O construir da consciência, segundo Sartre, é um aprender a sair de si. Quem pensa foge da clausura do agora: lança-se ao ontem, ao amanhã, ao perto e ao distante. Viver é estar além — o eu é ausência magnética projetando-se nas coisas. A existência precede a essência pois absoluta é a liberdade, e o desenho criado pelos trajetos de um eu que não cessa em si contém o mapa de quem somos. Jamais possuímo-nos, portanto, e a falta de um cerne onde ancorar nossas escolhas torna-se a pior das clausuras.
    Imersos num hoje de infindável fantasia, ambos os artistas falham sob o peso de suas próprias liberdades. Eduardo incerto ante a verdade do ontem, pois dentre fantasmas busca a linha mestra de si. E Diogo, cético pelas promessas do amanhã, encontra em suas figuras a inabalável crença de que nada será distinto. Eduardo vai de encontro ao que é mas não consegue fugir de si, e Diogo visa reinventar-se mas é incapaz de escapar dos outros. Entre o já-não-mais de Eduardo e o ainda-não de Diogo, crivado de vazio está o existir. Esta ausência a ambos amedronta, e cada um opera-a à sua maneira. Diogo aceita o arbitrário assumindo um cinismo satírico. Eduardo, para escapar da eterna ciranda dos costumes, busca no método e no íntimo a lucidez de uma verdade que sabe ser inviável. O ceticismo de Diogo e o esforço de Eduardo retroalimentam-se numa perpétua cadeia que mantém tudo em suspenso: a falha do indivíduo tolhido socialmente de compreender-se gera a desesperança que alimenta a busca por novas identidades, logo acolhidas às etiquetas sociais. Falta telos em ambas as obras — não há conclusão. Tudo é, sempre, interminável espera. Este perpétuo ínterim é atroz pois a ausência do fim anula também a chance de redenção. Difícil não recordar-me do Eterno Retorno de Nietzsche que, ante a inexorável volta de tudo o que foi, encontra saída apenas na aceitação da dor. Mas a dor, quando inevitável, é banalizada até ser sequer assimilada. Encenada, perde o seu impacto e, seja no processo de Eduardo ou no conteúdo de Diogo, torna-se convenção. E deixa de doer. E a falta de dor é o que mais dói.
    A implícita tristeza das figuras de Diogo revela quão difícil é calar no íntimo do indivíduo a emergência do recalcado. A desesperança dos que pensam antever o amanhã não impede o advento de uma angústia que, se não sublimada em ação, transforma-se em melancolia: a sensação de um vazio insanável, sobretudo quando tudo futilizou-se.
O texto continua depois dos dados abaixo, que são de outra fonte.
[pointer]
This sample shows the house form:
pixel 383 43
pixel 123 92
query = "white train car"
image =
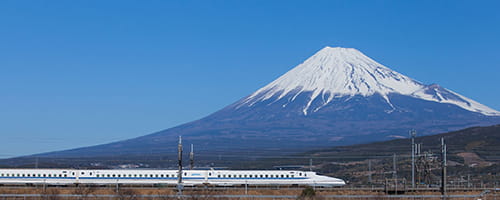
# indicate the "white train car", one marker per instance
pixel 169 177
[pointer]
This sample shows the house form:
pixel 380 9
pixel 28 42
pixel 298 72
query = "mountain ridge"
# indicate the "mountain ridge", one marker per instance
pixel 337 72
pixel 292 120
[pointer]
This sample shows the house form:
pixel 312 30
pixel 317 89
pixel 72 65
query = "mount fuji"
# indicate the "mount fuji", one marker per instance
pixel 338 96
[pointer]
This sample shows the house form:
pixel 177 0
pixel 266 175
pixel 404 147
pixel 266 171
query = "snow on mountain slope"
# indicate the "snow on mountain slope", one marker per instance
pixel 338 72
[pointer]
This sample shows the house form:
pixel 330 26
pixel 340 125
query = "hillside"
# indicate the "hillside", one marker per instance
pixel 338 96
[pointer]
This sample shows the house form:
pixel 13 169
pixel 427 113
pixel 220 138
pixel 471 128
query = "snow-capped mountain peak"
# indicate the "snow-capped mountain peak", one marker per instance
pixel 335 72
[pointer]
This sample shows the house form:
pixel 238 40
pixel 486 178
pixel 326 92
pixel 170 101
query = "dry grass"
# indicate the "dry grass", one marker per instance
pixel 89 192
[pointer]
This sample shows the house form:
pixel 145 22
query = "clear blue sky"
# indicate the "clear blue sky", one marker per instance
pixel 78 73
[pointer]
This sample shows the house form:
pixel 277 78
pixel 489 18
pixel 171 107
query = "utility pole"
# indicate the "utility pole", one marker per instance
pixel 191 158
pixel 310 164
pixel 413 133
pixel 179 176
pixel 394 175
pixel 443 167
pixel 369 171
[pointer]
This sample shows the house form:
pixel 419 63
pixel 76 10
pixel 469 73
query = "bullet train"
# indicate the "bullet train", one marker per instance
pixel 168 177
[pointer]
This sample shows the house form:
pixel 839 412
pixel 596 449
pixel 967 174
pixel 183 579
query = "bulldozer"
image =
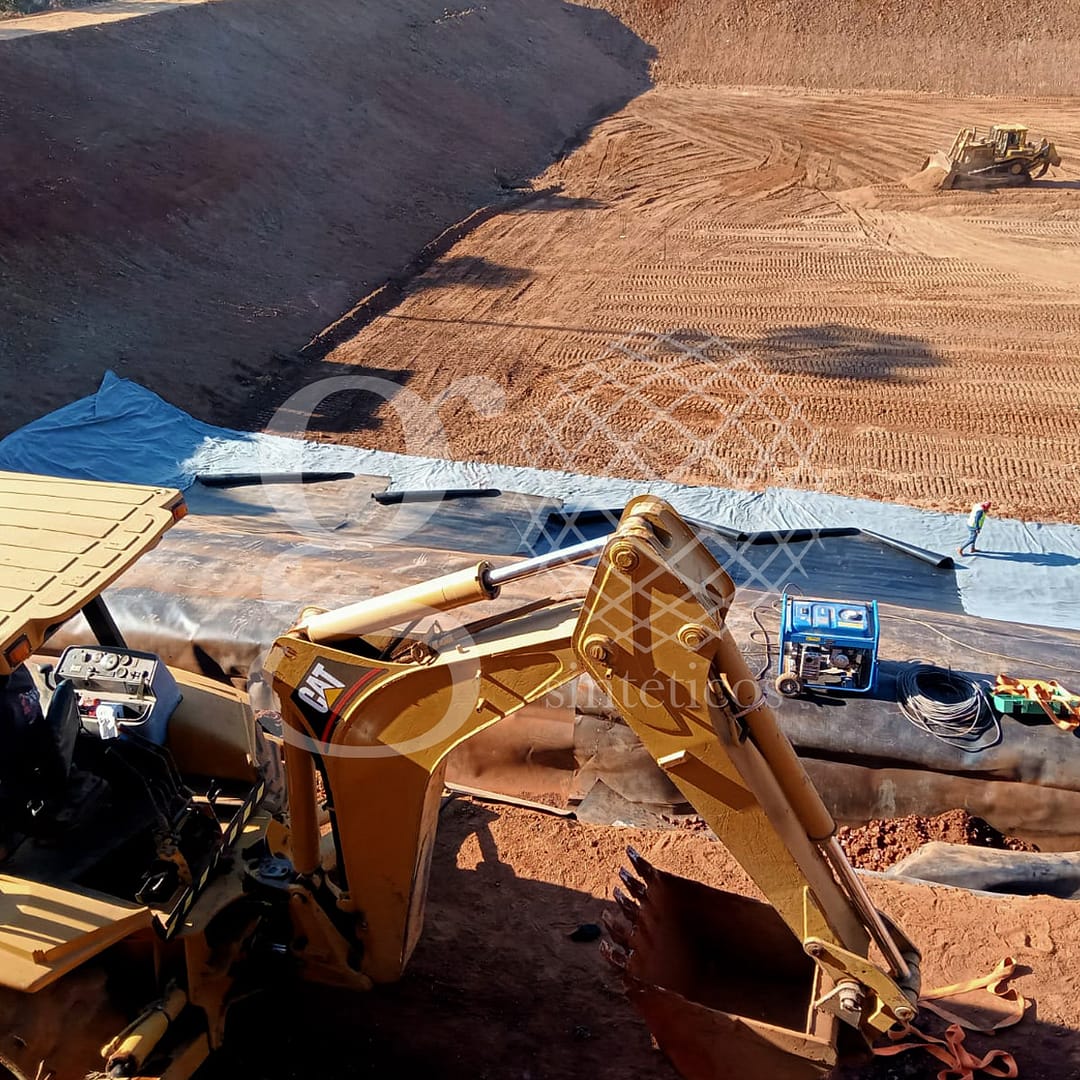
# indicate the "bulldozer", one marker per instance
pixel 1002 156
pixel 162 856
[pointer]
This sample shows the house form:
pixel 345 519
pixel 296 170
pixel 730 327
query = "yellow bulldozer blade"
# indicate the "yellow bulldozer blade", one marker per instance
pixel 720 980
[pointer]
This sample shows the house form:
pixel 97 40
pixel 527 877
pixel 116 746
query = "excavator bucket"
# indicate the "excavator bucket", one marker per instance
pixel 719 979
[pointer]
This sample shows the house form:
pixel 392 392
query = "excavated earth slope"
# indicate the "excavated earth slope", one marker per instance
pixel 964 46
pixel 188 197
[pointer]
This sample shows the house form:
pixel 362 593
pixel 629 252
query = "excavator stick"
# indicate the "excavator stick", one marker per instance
pixel 730 987
pixel 718 977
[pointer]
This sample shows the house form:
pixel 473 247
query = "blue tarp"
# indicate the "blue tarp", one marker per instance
pixel 1027 572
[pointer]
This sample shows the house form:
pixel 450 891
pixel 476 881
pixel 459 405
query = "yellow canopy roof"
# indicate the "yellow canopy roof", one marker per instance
pixel 62 541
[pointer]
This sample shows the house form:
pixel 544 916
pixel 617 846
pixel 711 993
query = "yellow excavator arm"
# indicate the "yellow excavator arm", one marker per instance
pixel 729 986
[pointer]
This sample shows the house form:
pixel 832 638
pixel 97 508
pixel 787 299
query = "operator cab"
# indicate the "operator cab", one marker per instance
pixel 117 774
pixel 1009 138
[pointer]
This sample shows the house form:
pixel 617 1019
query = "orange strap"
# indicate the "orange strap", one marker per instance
pixel 960 1063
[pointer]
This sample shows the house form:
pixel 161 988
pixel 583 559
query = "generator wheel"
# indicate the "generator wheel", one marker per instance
pixel 788 685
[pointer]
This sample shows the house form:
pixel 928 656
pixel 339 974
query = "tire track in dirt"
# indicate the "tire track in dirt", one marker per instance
pixel 920 375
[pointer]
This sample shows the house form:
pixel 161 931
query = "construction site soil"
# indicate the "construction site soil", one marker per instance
pixel 878 844
pixel 686 240
pixel 721 285
pixel 498 990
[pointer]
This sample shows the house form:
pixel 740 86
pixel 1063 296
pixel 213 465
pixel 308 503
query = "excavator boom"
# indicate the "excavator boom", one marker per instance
pixel 376 716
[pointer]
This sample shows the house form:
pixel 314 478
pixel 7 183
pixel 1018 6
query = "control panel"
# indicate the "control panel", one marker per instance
pixel 119 689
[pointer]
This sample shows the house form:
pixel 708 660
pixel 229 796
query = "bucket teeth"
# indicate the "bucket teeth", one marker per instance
pixel 635 888
pixel 613 955
pixel 619 930
pixel 625 904
pixel 643 867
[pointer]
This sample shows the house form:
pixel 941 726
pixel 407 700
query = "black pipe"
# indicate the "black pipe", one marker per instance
pixel 437 495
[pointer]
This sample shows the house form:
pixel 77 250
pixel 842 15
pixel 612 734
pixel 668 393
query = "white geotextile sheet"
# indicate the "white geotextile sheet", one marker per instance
pixel 1027 572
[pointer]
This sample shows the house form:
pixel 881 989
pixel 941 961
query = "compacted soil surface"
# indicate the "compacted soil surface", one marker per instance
pixel 498 989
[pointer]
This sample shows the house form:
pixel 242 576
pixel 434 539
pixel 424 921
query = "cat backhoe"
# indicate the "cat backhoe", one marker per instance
pixel 163 858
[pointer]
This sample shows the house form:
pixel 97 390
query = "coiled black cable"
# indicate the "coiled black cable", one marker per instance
pixel 952 707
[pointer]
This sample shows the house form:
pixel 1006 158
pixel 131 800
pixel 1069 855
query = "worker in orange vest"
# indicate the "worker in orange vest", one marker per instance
pixel 975 522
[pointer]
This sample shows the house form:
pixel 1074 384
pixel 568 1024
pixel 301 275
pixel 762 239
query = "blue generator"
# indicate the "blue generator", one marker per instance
pixel 826 645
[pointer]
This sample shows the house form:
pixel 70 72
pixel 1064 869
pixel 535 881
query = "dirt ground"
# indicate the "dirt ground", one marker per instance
pixel 497 990
pixel 734 286
pixel 877 845
pixel 188 197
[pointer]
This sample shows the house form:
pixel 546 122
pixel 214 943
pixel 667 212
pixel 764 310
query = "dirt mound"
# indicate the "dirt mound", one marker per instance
pixel 940 45
pixel 189 197
pixel 498 989
pixel 877 845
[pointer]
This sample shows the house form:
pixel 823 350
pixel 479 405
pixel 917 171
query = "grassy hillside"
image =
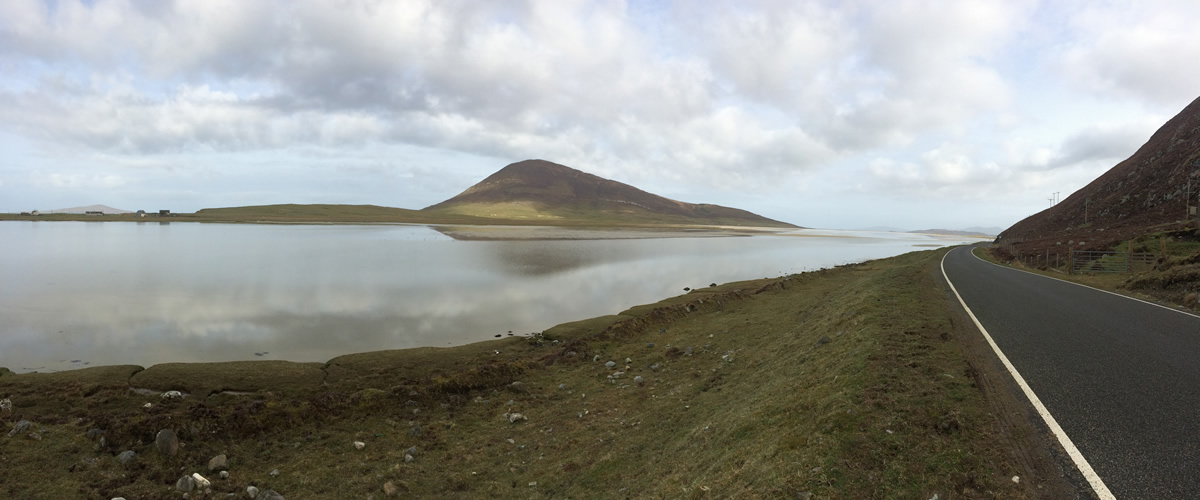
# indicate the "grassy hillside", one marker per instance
pixel 546 191
pixel 847 383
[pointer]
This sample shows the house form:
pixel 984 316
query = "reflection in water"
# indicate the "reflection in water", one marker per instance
pixel 143 294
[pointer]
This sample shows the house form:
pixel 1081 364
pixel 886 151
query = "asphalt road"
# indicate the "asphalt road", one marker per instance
pixel 1121 377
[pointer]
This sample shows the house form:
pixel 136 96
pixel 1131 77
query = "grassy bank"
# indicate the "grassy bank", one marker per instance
pixel 1171 275
pixel 845 383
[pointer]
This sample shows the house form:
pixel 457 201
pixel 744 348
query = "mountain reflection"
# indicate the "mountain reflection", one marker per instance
pixel 144 294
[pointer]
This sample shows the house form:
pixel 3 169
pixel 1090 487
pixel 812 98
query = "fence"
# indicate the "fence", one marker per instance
pixel 1110 261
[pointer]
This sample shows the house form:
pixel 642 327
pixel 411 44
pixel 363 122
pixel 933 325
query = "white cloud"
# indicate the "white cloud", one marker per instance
pixel 1140 49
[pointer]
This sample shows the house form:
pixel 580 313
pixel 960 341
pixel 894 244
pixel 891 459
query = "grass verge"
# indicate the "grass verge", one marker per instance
pixel 843 383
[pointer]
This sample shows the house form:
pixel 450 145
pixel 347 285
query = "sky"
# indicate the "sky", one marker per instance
pixel 829 114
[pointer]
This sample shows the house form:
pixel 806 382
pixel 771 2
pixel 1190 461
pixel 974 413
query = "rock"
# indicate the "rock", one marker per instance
pixel 185 483
pixel 219 463
pixel 269 494
pixel 167 443
pixel 19 428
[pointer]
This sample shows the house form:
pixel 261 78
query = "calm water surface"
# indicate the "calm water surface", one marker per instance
pixel 75 294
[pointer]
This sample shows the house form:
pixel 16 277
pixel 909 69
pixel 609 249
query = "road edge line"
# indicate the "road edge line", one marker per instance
pixel 1085 468
pixel 1080 284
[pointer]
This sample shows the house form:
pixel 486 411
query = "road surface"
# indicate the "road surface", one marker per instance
pixel 1119 375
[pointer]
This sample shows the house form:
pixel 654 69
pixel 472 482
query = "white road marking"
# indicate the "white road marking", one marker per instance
pixel 1075 455
pixel 1080 284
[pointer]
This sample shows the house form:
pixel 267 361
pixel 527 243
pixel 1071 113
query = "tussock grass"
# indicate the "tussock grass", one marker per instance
pixel 843 383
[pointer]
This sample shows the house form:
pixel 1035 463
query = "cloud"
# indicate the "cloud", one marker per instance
pixel 1133 49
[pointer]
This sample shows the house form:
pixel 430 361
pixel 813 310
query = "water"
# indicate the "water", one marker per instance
pixel 76 294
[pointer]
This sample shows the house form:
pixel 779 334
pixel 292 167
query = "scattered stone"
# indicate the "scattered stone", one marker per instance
pixel 185 483
pixel 219 463
pixel 269 494
pixel 167 443
pixel 19 428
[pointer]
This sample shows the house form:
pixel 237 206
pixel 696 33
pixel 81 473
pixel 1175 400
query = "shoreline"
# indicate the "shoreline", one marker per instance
pixel 811 384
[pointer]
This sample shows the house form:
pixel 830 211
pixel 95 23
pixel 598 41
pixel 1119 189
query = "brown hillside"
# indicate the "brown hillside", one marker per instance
pixel 549 190
pixel 1141 194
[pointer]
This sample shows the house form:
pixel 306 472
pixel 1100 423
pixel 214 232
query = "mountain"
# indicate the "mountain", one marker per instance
pixel 1145 193
pixel 544 191
pixel 105 209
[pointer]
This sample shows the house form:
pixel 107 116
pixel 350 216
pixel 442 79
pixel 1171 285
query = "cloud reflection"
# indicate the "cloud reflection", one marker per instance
pixel 145 294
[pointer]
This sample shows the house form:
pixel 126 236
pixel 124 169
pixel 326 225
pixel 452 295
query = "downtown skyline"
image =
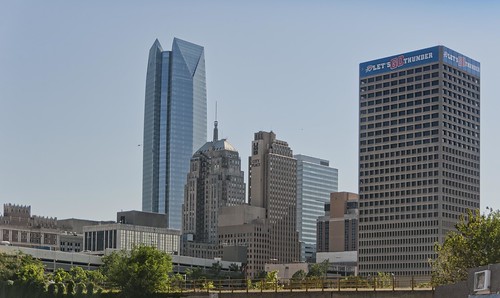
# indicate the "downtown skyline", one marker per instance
pixel 72 123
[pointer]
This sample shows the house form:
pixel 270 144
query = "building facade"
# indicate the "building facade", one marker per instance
pixel 175 125
pixel 272 185
pixel 118 236
pixel 419 153
pixel 215 180
pixel 315 181
pixel 19 228
pixel 337 230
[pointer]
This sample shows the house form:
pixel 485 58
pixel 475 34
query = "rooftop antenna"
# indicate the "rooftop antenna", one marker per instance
pixel 216 131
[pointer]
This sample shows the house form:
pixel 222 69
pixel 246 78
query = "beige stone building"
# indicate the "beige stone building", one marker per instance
pixel 268 230
pixel 337 231
pixel 215 180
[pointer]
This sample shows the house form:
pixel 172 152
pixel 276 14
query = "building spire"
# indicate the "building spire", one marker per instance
pixel 216 131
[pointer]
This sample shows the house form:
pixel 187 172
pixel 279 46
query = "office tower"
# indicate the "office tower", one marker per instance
pixel 265 230
pixel 175 125
pixel 272 185
pixel 337 230
pixel 215 180
pixel 418 156
pixel 315 181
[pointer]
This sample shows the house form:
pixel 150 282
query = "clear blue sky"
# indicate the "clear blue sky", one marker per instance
pixel 72 76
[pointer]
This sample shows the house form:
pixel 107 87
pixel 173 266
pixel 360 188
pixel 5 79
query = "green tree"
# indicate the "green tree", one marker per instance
pixel 195 273
pixel 32 274
pixel 11 264
pixel 141 273
pixel 78 274
pixel 60 275
pixel 475 243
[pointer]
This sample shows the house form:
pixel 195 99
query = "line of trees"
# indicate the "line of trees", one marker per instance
pixel 475 243
pixel 139 273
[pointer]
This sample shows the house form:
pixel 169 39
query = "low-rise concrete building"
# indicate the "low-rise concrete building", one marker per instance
pixel 124 236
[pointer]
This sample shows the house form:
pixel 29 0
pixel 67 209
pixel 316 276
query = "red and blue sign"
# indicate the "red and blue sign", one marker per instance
pixel 416 58
pixel 461 62
pixel 406 60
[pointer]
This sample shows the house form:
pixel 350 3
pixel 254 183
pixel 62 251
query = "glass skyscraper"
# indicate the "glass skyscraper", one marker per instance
pixel 316 180
pixel 175 125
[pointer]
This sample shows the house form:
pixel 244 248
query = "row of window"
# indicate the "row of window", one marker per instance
pixel 399 217
pixel 400 73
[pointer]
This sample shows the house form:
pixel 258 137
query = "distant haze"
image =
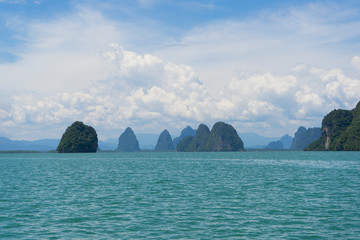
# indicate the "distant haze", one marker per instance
pixel 265 67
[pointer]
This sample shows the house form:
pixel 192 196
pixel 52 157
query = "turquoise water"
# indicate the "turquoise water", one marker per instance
pixel 246 195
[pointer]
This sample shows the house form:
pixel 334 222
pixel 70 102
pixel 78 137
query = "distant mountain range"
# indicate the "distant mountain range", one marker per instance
pixel 147 141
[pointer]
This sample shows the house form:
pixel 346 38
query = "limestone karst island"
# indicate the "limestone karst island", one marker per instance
pixel 340 131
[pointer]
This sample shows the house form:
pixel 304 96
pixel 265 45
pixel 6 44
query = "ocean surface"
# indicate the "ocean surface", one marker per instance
pixel 242 195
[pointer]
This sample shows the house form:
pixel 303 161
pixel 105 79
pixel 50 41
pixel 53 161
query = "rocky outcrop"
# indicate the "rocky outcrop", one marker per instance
pixel 340 131
pixel 78 138
pixel 188 131
pixel 196 143
pixel 128 141
pixel 223 137
pixel 303 137
pixel 164 143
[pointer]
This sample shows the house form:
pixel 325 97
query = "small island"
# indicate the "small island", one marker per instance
pixel 222 137
pixel 78 138
pixel 340 131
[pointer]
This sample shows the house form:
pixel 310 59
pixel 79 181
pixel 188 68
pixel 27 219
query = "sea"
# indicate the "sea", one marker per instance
pixel 152 195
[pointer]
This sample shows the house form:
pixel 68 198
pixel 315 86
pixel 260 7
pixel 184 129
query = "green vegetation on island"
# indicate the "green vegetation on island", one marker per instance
pixel 128 141
pixel 303 137
pixel 222 137
pixel 340 131
pixel 78 138
pixel 164 143
pixel 188 131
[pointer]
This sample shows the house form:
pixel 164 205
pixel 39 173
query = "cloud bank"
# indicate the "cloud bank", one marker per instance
pixel 149 94
pixel 227 70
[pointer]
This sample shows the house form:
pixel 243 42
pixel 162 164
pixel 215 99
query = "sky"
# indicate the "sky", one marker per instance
pixel 266 67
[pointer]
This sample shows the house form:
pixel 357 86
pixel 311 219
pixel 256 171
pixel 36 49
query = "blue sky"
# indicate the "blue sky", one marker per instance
pixel 264 66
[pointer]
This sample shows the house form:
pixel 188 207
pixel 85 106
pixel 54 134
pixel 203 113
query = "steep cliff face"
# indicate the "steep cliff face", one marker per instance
pixel 78 138
pixel 340 131
pixel 223 137
pixel 164 143
pixel 196 143
pixel 188 131
pixel 128 141
pixel 303 137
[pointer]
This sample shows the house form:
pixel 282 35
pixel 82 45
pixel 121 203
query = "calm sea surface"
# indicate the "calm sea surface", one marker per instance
pixel 246 195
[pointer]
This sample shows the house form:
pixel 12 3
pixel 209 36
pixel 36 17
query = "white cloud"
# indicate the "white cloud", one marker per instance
pixel 230 70
pixel 355 61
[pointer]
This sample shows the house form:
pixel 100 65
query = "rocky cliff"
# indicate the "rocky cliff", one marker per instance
pixel 188 131
pixel 128 141
pixel 303 137
pixel 340 131
pixel 164 142
pixel 223 137
pixel 78 138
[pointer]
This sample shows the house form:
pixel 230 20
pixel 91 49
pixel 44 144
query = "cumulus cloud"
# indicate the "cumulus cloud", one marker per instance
pixel 175 96
pixel 244 72
pixel 356 62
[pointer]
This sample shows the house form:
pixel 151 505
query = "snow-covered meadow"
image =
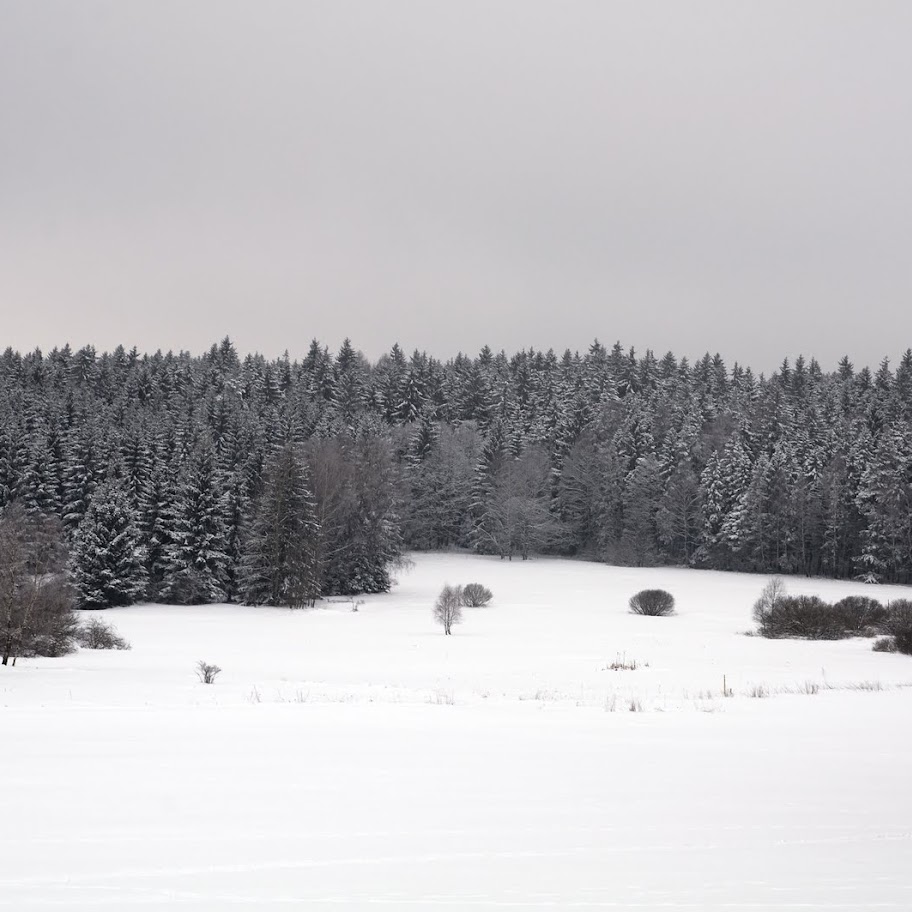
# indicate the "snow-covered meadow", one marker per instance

O humor irónico de suas obras, mesmo os sorrisos de seus personagens, sugerem uma oculta tristeza. O sujeito anestesiado concentra tudo no íntimo. É este, talvez, o tema crucial das obras de Eduardo.
    Seria uma branda tristeza o nosso estado ideal? A felicidade transborda o sujeito e a tudo preenche no ímpeto de um gozo pessoal que oculta a real natureza do outro. Já a agonia anula o mundo sob a urgência de um estridente desconforto que recolhe o indivíduo sobre si. Mas a melancolia, tão doce quanto amarga, a nada anula. Entre tudo abre fendas sensíveis à influência do outro. Ensina o delicado pois, ao respeitar a integridade alheia, ojeriza o enfático. O sujeito vulnerável compreende o silêncio das coisas e, solitário, anseia a sua companhia. E afasta-se de seu próprio centro apenas o bastante para, na borda de si, aproximar-se do estranho encanto do outro. Este estado meio-vazio, half-empty, é o tom do atento existir.
    Diogo espalha-se em numerosas veredas, sua tristeza é um vulto invisível jamais validado pois em sua obra a ideia de sucesso, como tudo, é relativa. Assume a prática do artista que percebe a cultura como falsa mas já não contém o ímpeto romântico para torna-la legítima, preferindo transforma-la sem o peso de um norte único.  Testa todos os estilos pois já não crê em nenhum — como qualquer valor social, são só artifícios passageiros. Suas figuras exauriram-se sob a vertigem de tantas alternativas, como exaustos estamos ante um real onde o acúmulo de signos sobrepõe-se ao sereno anseio de verdade. Apenas performam as regras de sua realidade. Como atores que, soterrados pelo constante câmbio de máscaras, olvidaram suas próprias feições. Pouco importa. A dor maior já foi superada: a busca por sentido. Esta ausência do sagrado talvez seja o maior de seus temas, e comenta muitas de nossas angústias. Suas figuras perderam dignidade e, vencidas, já não podem dizer Não.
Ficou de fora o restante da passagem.